A Guide to Recognizing Your Saints bir New York hikayesi. Sundance'de bu sene en iyi yönetmeni almış. Yönetmen öz yaşam öyküsünü önce kitaplaştırmış, daha sonra da sinemaya aktarmış. İnsana dair bir hikaye. Tepeden bakıldığında New York'un kenar mahallelerinde yokluk, yoksulluk, şiddet ve eğitimsizlikten kaçan yazarın kendi iç hesaplaşması olarak görülebilecek filmde parça parça bir çok hikaye vardı. Baba oğul, anne oğul, ergenlik ilişkileri üstüne bir sürü ufak tefek plan. Filmde en çok sevdiğim bölüm yukarıda fotografı olan anne ve oğulun uzun uzun konuşması oldu. 15 sene sonra baba evine dönen oğluna özlemini dile getiren anne. Çok etkileyici idi.
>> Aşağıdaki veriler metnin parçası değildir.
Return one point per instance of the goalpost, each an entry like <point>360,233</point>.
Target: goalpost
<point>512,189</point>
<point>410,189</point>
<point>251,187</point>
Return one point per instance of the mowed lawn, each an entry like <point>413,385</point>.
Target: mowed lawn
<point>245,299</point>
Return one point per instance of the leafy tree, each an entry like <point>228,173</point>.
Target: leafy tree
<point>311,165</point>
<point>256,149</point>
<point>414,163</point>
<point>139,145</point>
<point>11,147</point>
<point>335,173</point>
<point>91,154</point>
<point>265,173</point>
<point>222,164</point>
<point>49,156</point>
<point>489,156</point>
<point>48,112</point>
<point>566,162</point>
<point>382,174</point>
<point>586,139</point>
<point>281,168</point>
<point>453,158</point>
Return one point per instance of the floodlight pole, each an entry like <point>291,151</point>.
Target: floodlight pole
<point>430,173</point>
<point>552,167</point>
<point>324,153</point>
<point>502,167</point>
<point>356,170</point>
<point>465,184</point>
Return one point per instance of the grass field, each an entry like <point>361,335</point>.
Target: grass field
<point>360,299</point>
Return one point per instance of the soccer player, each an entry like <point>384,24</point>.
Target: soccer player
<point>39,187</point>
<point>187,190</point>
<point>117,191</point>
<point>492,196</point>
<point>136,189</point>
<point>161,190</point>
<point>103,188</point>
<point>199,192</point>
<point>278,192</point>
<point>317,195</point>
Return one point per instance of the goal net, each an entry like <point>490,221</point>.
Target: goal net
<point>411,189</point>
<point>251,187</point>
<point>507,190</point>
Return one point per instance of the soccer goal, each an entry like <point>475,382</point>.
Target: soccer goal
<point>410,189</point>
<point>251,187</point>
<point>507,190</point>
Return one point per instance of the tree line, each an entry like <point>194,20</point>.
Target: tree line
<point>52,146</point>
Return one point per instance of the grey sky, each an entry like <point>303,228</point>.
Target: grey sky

Düz bir çekimle sizi melankoniye gark edebilecek bir hikaye kurgu teknikleri kullanılarak seyirciden yeterince uzaklaştırılmış. Oyunculuk çok güzel kotarılmış. Özellikle filmin uzun bir kısmında filme egemen olan ergenlik çağındaki veletler işlerini iyi yapmışlar. Nette okudum bir çok yazı Antonio'u oynayan elemanın oyunculuğunu beğenmiş ben se anne ve bababın oyunculuklarından çok etkilendim. Kadın filmin başındaki annenin Dito'ya telofon ettiği sahnede çok üst düzey bir oyunculuk ortaya koydu.
Neyse, film dün itibarı ile Ankara'mızı terketti. İzlemeyenlere DVDsinde oldun seyretmelerini öneririm. Amerikan Bağımsız Sinemasını seviyoruz.